L'éditeur transalpin bao fait un travail remarquable. Il est devenu en quelques années l'un des tout meilleurs concernant la bande dessinée, en alternant auteurs italiens, et traductions d'albums étrangers (il sort cette année une intégrale de Pour L'Empire et le prochain Pedrosa).
Alessandro Baronciani a rejoint cet éditeur depuis son album précédent, qui publie ce mois-ci La Distanza, une belle histoire d'amour naissant sous le soleil de Sicile.
Nicola a prévu de partir pour un festival d'indie pop dans une petite ville de Sicile, avant de rejoindre son amoureuse à Londres. Mais la belle est passée à autre chose, et Nicola se retrouve sur la route du festival accompagné de deux très sympathiques vacancières, Francesca, venue de La Spezia, et son amie française Charlotte.
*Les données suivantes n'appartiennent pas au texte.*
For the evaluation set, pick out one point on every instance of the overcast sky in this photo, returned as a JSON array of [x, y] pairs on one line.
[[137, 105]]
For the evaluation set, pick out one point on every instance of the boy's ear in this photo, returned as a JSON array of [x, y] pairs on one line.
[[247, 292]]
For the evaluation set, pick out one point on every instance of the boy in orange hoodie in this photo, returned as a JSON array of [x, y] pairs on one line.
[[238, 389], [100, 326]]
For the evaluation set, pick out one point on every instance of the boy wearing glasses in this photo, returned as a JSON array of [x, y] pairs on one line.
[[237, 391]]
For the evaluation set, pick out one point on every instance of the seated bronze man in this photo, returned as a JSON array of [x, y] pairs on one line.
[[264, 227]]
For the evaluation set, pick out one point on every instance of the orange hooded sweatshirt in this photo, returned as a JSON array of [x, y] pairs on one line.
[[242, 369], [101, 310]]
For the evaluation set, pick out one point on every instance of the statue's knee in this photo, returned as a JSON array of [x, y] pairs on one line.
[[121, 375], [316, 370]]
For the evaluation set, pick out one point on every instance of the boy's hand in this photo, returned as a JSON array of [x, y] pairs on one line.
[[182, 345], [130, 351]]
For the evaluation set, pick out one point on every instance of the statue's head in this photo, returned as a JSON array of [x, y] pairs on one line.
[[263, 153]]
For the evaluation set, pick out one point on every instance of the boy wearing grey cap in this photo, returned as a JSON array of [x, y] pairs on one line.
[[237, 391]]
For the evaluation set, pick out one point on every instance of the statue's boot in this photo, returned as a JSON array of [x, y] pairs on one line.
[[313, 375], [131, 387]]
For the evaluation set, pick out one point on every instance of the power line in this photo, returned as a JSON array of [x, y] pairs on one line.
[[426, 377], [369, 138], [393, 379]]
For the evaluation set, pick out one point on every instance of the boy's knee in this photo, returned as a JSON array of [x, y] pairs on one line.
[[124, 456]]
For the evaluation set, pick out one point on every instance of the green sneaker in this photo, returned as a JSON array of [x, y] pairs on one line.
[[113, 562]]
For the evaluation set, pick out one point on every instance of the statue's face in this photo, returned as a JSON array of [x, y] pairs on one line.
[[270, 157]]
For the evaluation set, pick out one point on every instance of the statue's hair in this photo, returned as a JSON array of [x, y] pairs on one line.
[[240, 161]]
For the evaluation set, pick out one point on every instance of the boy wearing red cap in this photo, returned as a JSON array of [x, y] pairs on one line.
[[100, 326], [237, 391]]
Tout ce petit monde apprend à se connaître, et peu à peu, entre les promenades ensoleillées et les soirées branchées, à s'aimer un peu.
Nicola part pour une histoire sur la route, au rythme langoureux imposé par la chaleur, et Baronciani en profite pour produire de très belles planches où l'on retrouve son trait épais, et ses silhouettes très pop.
L'album est d'un format plutôt réduit, et les planches s'étendent souvent en double page, mettant en jeu la lecture classique de la bande dessinée, heurtant parfois le sens de lecture et le rythme, afin de mieux faire ressentir les hésitations et les va et vient entre les personnages.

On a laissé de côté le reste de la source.